GAO
January 2012
We found that diagnostic coding differences exist between MA plans and Medicare FFS and that these differences had a substantial effect on payment to MA plans. We estimated that risk score growth due to coding differences over the previous 3 years was equivalent to $3.9 billion to $5.8 billion in payments to MA plans in 2010 before CMS’s adjustment for coding differences. Before CMS reduced 2010 MA beneficiary risk scores, we found that these scores were at least 4.8 percent, and perhaps as much as 7.1 percent, higher than the risk scores likely would have been as a result of diagnostic coding differences, that is, if the same beneficiaries had been continuously enrolled in FFS. Our estimates suggest that, after accounting for CMS’s 3.4 percent reduction to MA risk scores in 2010, MA risk scores were too high by at least 1.4 percent, and perhaps as much as 3.7 percent, equivalent to $1.2 billion and $3.1 billion in payments to MA plans.
http://democrats.waysandmeans.house.gov/media/pdf/112/gao_macodesfinal.pdf
Comment:
By Don McCanne, MD
One of the greatest abuses of the private insurance industry is taking advantage of favorable selection. Through deceptive practices such as selective marketing, they enroll healthier individuals while receiving higher premiums appropriate for a less healthy population.
To correct for this, payment is modified through risk adjustment (RA) – reducing payments for healthier populations and increasing payments for less healthy populations. If health care spending is to be equitable, risk adjustment is mandatory in a multi-payer system such as that of the Affordable Care Act.
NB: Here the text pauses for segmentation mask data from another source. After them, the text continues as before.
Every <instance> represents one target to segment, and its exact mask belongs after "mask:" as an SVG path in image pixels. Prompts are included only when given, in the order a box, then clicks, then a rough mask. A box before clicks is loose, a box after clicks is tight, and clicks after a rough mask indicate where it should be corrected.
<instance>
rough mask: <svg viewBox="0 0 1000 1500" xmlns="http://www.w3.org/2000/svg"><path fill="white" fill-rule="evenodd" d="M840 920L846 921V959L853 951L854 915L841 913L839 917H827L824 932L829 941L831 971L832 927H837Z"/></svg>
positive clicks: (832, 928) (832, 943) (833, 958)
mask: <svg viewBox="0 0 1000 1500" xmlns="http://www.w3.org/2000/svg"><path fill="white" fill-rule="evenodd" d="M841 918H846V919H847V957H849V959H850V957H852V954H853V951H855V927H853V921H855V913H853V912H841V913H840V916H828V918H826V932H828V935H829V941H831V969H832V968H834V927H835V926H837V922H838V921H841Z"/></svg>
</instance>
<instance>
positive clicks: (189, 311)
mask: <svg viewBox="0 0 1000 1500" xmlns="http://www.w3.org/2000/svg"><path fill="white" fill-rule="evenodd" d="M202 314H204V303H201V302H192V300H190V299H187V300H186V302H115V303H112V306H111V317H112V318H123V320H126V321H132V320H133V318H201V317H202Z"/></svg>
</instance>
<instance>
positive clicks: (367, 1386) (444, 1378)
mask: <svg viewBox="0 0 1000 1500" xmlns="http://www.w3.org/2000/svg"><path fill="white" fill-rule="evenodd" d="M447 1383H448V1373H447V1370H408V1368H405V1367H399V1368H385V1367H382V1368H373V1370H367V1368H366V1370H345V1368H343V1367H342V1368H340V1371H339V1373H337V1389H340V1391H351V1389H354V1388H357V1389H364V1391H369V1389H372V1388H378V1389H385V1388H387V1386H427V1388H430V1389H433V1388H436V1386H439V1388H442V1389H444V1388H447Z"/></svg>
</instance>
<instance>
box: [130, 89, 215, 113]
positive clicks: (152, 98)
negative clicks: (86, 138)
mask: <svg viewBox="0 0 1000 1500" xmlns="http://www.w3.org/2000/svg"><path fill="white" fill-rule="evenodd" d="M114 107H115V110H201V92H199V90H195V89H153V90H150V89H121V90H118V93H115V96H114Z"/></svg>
We now have considerable experience with risk adjustment between the private Medicare Advantage plans and the public fee-for-service Medicare program. The experience is not good. As Medicare has refined the risk adjustment tools, the private Medicare Advantage plans have found new ways to game the system which have resulted in even greater overpayments for their patients who are healthier than the data submitted by the insurers would indicate.
This GAO report recommends that Medicare needs to increase its data collection and revise its application of risk adjustment in an attempt to recover some of the overpayments that would be made in the future. However, the experience to date indicates that the private insurers will use the greater complexity to further game the system to their own advantage.
PNHP co-founders Steffie Woolhandler and David Himmelstein state it well in this comment on risk adjustment:
“RA (risk adjustment) folks have been making this claim for decades; great improvement is just around the corner. To us, the most interesting part of the 2004 enhancement of Medicare Advantage RA is not that plans beat it, but that the gaming was actually much more lucrative AFTER the enhancement than before. Static analyses of RA schemes can virtually always come up with schemes that explain far more of the variance than existing schemes – ie. they’re better. But once incentives are based on a particular RA scheme, the gaming is on. There is absolutely no evidence that RA works or can work in the dynamic reality of profit-seeking health care insurers/providers.”
Private insurers operate on market principles. They will always place business interests first. They chase the money.
A universal public insurance program operates in the interests of patients. Gaming risk adjustment is a totally foreign concept to administrators of a single payer system.
Why would we ever want to have private plans involved at all? Dump them and we’ll get rid of the problems of adverse selection and favorable selection. Keep them and they’ll always game the system. They win, and we lose.